Preparing a breakfast seminar with Martin Roll, author of Asian Brand Strategy, I started thinking about how a typical Korean company thinks about brands.  I would guess that for most Korean companies the “brand” entails the logo, an advertising slogan and maybe a celebrity face (though it’s often hard to remember who Rain is representing this week!) – and very little else.  There appears to be a very generic and, dare I say, superficial appreciation in Korea of how deep a brand has to go before it really affects the way that customers respond to it.
Martin Roll focuses on Asian brands and argues that branding should be an issue for the boardroom, not just the marketing department. I agree with that 100%, but I’m not sure that a lot of Korean company boardrooms would have branding on the agenda in a meaninigful way. Ultimately, to drive the brand from the top needs a lot of buy-in and public evangelism from senior executives. However, Korean senior executives are generally very publicity shy, largely for fear of repurcussions from their comments.

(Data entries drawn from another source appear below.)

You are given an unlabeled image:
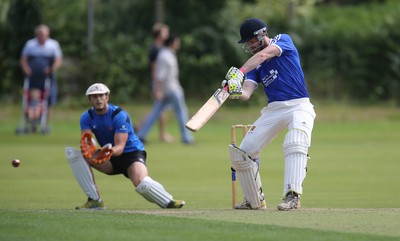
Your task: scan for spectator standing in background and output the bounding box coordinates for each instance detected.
[20,24,62,132]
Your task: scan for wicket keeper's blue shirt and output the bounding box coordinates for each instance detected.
[80,104,144,153]
[246,34,309,103]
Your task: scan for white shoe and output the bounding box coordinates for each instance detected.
[278,192,300,211]
[235,199,267,210]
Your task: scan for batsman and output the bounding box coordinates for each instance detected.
[65,83,185,209]
[222,18,316,211]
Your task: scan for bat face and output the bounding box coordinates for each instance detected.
[185,88,229,132]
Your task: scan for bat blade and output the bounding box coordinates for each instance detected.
[185,88,229,132]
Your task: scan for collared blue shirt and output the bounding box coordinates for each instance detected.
[246,34,309,103]
[80,104,144,153]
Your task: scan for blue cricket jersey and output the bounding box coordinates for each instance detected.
[246,34,309,103]
[80,104,144,153]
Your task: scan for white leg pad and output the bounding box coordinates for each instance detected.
[65,147,100,200]
[136,176,172,208]
[229,145,263,209]
[283,129,309,196]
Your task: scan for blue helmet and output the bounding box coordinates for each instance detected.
[238,18,268,43]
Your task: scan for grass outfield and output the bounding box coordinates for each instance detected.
[0,100,400,241]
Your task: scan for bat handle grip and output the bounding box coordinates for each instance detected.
[231,167,236,181]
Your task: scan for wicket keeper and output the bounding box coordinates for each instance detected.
[222,18,316,211]
[65,83,185,209]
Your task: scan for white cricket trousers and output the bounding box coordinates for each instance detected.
[240,98,316,159]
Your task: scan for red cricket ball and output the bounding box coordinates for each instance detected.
[11,159,21,167]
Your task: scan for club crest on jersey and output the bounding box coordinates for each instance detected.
[263,69,278,87]
[270,34,281,44]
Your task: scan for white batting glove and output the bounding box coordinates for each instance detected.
[225,66,244,84]
[228,79,242,99]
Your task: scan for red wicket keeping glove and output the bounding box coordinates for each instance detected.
[81,132,97,159]
[92,143,114,165]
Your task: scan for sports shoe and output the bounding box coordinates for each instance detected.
[278,192,300,211]
[167,200,186,208]
[76,198,104,210]
[235,199,267,210]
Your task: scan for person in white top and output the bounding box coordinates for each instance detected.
[20,24,62,133]
[138,34,194,144]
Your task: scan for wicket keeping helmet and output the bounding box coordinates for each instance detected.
[86,83,110,96]
[238,18,268,43]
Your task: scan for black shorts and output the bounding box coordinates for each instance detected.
[110,151,147,178]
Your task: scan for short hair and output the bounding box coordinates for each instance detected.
[152,23,169,38]
[164,34,179,46]
[35,24,50,34]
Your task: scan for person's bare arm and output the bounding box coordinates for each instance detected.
[19,56,32,76]
[239,81,257,100]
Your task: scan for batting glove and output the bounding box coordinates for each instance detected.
[228,79,242,99]
[92,143,114,165]
[81,132,97,159]
[225,67,244,84]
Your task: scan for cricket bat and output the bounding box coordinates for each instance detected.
[185,87,229,132]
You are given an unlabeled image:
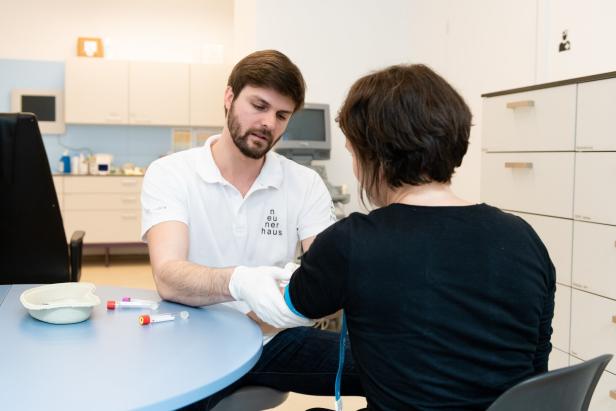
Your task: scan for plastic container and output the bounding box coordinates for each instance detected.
[19,283,101,324]
[59,150,71,174]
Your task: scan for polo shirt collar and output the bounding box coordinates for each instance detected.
[197,134,283,191]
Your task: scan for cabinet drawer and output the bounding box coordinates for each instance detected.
[552,284,571,352]
[483,84,576,151]
[548,348,569,371]
[573,153,616,225]
[513,212,573,285]
[64,193,141,211]
[64,211,141,244]
[64,176,143,194]
[570,356,616,411]
[572,221,616,299]
[481,153,574,218]
[575,79,616,151]
[571,289,616,372]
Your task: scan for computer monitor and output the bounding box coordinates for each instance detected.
[274,103,331,165]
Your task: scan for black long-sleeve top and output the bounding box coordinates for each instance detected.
[288,204,555,410]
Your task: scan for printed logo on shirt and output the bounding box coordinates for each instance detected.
[329,201,338,223]
[261,208,282,236]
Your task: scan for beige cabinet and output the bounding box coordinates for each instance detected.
[513,212,573,286]
[573,152,616,225]
[572,221,616,300]
[62,176,143,244]
[65,58,227,127]
[571,289,616,373]
[190,64,228,127]
[482,85,576,151]
[548,348,569,371]
[64,58,128,124]
[575,79,616,151]
[128,62,190,126]
[481,74,616,411]
[552,284,571,352]
[481,152,574,218]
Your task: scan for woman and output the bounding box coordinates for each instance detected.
[286,65,555,410]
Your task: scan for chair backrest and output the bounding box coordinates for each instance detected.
[488,354,612,411]
[0,113,70,284]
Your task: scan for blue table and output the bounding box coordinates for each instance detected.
[0,285,262,411]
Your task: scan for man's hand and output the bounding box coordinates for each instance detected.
[229,266,313,328]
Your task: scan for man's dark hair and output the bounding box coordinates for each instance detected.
[337,64,472,204]
[227,50,306,111]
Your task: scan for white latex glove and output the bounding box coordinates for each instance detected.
[278,263,299,288]
[229,266,314,328]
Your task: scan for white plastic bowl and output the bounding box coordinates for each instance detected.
[19,283,101,324]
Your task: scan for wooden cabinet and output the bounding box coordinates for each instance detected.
[569,356,616,411]
[481,152,574,218]
[64,58,128,124]
[190,64,228,127]
[65,58,227,126]
[573,152,616,225]
[128,62,190,126]
[481,73,616,411]
[513,212,573,286]
[483,85,576,151]
[575,79,616,151]
[56,176,143,244]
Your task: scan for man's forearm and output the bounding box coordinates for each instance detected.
[154,260,233,307]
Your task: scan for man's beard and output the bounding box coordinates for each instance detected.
[227,104,278,160]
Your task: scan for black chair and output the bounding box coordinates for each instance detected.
[487,354,612,411]
[0,113,85,284]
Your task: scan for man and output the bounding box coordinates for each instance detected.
[142,50,363,408]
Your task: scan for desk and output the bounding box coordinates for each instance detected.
[0,285,262,411]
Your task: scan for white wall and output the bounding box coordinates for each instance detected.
[0,0,233,62]
[241,0,536,211]
[537,0,616,83]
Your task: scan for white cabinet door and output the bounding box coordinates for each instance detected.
[64,58,128,124]
[190,64,227,127]
[483,84,576,151]
[552,284,571,352]
[573,153,616,225]
[548,348,569,371]
[129,62,190,126]
[64,176,143,194]
[575,78,616,151]
[513,212,573,285]
[570,356,616,411]
[64,210,141,244]
[571,289,616,372]
[481,153,574,218]
[572,221,616,299]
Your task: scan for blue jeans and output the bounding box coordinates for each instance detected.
[186,327,365,410]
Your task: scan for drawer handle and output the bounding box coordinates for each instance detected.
[507,100,535,110]
[505,162,533,169]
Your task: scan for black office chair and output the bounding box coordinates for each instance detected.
[487,354,612,411]
[0,113,85,284]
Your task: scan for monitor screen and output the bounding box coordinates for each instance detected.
[282,108,327,141]
[21,96,56,121]
[275,103,331,164]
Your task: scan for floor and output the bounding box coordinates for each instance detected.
[81,256,366,411]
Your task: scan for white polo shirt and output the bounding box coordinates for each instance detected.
[141,136,336,312]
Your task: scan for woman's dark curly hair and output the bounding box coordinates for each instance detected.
[337,64,472,205]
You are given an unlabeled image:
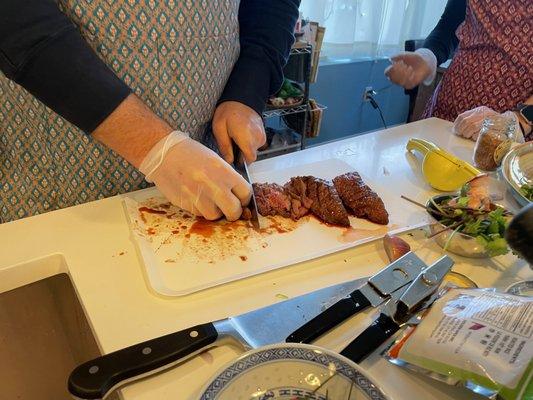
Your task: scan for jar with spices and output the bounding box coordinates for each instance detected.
[474,112,524,171]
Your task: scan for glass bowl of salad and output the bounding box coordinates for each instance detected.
[426,175,512,258]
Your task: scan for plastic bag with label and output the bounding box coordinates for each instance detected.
[385,289,533,400]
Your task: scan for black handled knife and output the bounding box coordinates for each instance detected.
[286,252,426,343]
[341,256,454,363]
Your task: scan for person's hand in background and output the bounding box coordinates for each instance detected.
[213,101,266,164]
[385,48,437,89]
[139,131,251,221]
[453,106,499,141]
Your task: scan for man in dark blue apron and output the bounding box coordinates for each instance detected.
[0,0,299,222]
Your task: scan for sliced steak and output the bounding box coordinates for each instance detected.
[285,176,350,226]
[284,176,313,220]
[333,172,389,225]
[252,183,292,218]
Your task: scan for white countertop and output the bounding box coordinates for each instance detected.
[0,118,532,400]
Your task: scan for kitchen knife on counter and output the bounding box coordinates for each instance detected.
[286,252,423,343]
[68,253,426,399]
[233,142,261,230]
[341,256,453,363]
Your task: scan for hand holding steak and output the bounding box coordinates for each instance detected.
[253,172,388,227]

Which implies that the development of global Korean brands will require more than just a shift in strategic focus: it will need a wide-ranging change in many corporate cultures.


Let’s talk, not fight!

February 15, 2007

Karl Marxs gravestone famously reads, “The philosophers have only interpreted the world; the point, however, is to change it.”

 

For better or for worse? What would’ve happened if the likes of Mr. Marx or Mr. Rousseau met K’ung Fu Tzu? I doubt they’d rush into consensus of a shared enlightenment…

 

I attended the regular Korea Business Forum here in Seoul this morning, hosted by the KABC. Today’s Forum bravely tried to take on the topic, “Corporate Culture: can you teach a Korean workforce how to assimilate to western ways?”

 

OECD figures from 2005 were presented on labour productivity and put Korea way down the list. Korean figures (per hour worked) are about one half of the OECD average, and Korea’s down the list with Mexico, Poland and Turkey. Of course, there are exceptions to this low level of productivity. Productivity in manufacturing, for example, is higher relative to services and the rest of the economy. But it’s not as if Korean workers are kicking back and having a laugh; what’s more worrying is that Korean workers aren’t too happy about conditions either – along with Japan, the workforce is uncertain about their future and has become demoralized and frightened.

 

What does this mean: something’s not quite right with management structures? You’d think it’d be quite obvious.

 

The big fear is that Korea, facing today’s global business challenges, is not working smarter but merely harder. Instead of increasing productivity, it’s increasing efforts to reach the necessary output and with that: burn out.

 

Surely then, yes, you need to change the corporate culture?

 

An interested debate evolved. East meets West. US versus EU. Young Korea versus ageing Korea. Even inter-chaebol differences and how the character (or foresight!) of the family affects the corporate culture of the organization. The debate could have ran for hours…and it did.

 

And it made me think back to my years in London when on a sunny autumnal day I stumbled (almost literally) across Marx’s gravestone in Highgate cemetery and read that phrase. Why do you need revolution? Why tear down and fight against a corporate culture that isn’t going to change?

 

I go back to our Stakeholder data…my bedrock in Korea. The biggest driver of corporate reputation in this market is employee development and employee benefits – far outweighing management and product quality, very important drivers themselves. Yet when asked whether Korean corporations live up to their expectations in terms of communicating freely and openly with their employees, Korean opinion leaders believe that companies drastically do not live up to expectations (9% against an expectation rate of 59%).

 

So, did we get anywhere at the KABC Forum? Can you assimilate a Korean workforce to Western ways or can you bring management change to induce a more productive workforce? I think a better employee dialogue and relationship would be a good start.